I am planning to purchase a vacation home in Abruzzo sometime within the next 6 months. Is it worth it to go with one of the all in one type of companies (like House Around Italy...etc) or try and figure it out myself? I would like to buy something that needs some renovating (no need for a mortgage- I saved up) and plan on spending every summer in Italy, perhaps one day in the future trying for a long term stay visa. I speak only VERY basic tourist Italian but am willing to learn.

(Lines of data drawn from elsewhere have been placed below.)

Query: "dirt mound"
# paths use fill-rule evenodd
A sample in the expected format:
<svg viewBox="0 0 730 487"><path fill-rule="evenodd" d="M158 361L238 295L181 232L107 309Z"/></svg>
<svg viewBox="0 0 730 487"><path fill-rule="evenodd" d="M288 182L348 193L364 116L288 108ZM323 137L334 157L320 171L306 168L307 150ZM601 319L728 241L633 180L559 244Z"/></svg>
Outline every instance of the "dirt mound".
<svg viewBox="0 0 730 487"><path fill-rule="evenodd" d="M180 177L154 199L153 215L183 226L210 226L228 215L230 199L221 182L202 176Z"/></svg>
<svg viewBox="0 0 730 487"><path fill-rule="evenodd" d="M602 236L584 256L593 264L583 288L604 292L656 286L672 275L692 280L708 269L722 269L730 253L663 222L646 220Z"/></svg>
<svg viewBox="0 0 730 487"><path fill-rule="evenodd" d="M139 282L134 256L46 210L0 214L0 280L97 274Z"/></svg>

I have been researching as much as I can online. I lived in Germany for 3 years and am not worried about life in a foreign place or having to essentially 'camp' out as my property is being restored. The all in one companies sound like a good deal as far as paperwork, translating goes but I am concerned about working with their geometra and workers. Too good to be true? What about the whirlwind property hunting trips? Worth it? Earthquake damaged areas? 
Have any of you done this? I am coming from the US so I cant just pop over to Italy often to check on things.
Any helpful advice, words of wisdom?
Thanks so much
Tammy


----------



## NickZ (Jun 26, 2009)

Paperwork on buying a house is

Intial offer.
Closing paperwork.

Really that's it. If you can't read Italian the notary will require you have a translator present during the closing.

Personally I'd make a list of your requirements. Include everything. I mean EVERYTHING. If you're buying an older home it's not unusual for it to not have a heating system. The mountians in Abruzzo aren't exactly warm during the winter. 

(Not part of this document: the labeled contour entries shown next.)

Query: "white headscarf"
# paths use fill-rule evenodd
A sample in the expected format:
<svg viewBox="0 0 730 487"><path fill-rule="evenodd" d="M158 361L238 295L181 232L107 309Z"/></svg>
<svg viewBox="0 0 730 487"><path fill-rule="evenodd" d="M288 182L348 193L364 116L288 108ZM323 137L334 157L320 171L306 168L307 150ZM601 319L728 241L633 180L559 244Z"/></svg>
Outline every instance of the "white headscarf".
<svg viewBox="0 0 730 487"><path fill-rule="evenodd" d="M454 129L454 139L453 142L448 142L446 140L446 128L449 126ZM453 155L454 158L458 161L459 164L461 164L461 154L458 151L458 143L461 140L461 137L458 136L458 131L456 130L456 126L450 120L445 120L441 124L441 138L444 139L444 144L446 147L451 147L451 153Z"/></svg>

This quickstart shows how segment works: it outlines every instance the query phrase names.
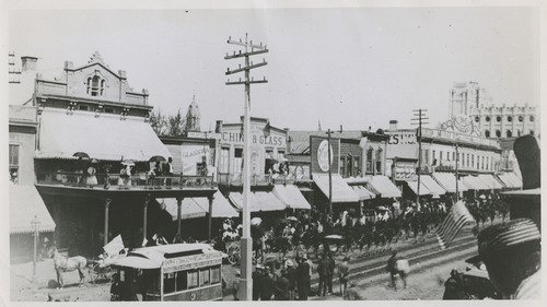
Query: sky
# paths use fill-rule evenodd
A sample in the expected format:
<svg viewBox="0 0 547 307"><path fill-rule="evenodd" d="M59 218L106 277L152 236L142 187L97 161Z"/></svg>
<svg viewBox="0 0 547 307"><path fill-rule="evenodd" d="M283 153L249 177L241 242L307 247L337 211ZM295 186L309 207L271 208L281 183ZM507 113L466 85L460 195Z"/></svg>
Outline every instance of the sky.
<svg viewBox="0 0 547 307"><path fill-rule="evenodd" d="M225 75L243 61L228 38L268 46L252 70L252 116L291 130L410 128L426 108L430 127L449 118L454 82L475 81L498 105L539 106L539 9L304 8L171 10L13 10L9 50L39 57L39 69L74 67L98 51L127 71L162 113L185 114L195 95L201 129L237 122L244 78ZM36 26L38 25L38 26Z"/></svg>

If it was me I'd suggest renting a place for awhile. Learn the area. Take your time looking.

Abruzzo is a large area. most of the older fixer uppers are in the rural settings. If you aren't careful you risk ending up like a bad movie. Saying you want a place in Abruzzo is sort of like saying you want a place in the US south. It can be beachside big city. Or high altitude rural.

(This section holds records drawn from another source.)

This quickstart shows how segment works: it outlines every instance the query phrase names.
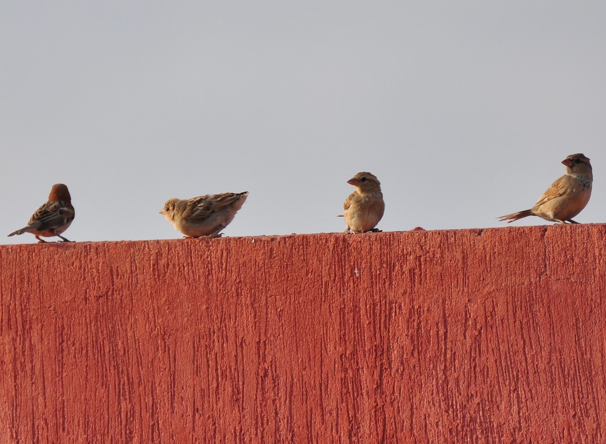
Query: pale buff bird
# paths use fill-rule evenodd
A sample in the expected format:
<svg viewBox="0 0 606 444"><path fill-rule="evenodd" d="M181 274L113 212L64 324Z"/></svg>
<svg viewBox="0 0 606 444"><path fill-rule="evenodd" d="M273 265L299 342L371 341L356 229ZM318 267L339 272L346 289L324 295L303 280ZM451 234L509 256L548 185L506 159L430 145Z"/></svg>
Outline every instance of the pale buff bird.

Come over and rent for a while. Rents are cheap. You'll learn what you like or hate. It'll cut down buyers remorse.


----------



## stefanaccio (Sep 25, 2007)

*in accordo....*

Strongly agree with NicolaZ. Come and spend a summer, find out which area appeals to you most, get some recommendations, and figure out who are the good (and maybe not so good) guys.


----------



## tammylu (May 19, 2010)

Thank you for your advice. I am actually most interested in the Teramo area. I am planning a visit to narrow down my options of course. I know ideally it would be great to stay for several months to get a solid impression however my current schedule and the fact that I have children makes long stays more challenging during the school year. 
I appreciate all the insight and information I have received so far from your posts. Looking forward to learning more  
Tammy


----------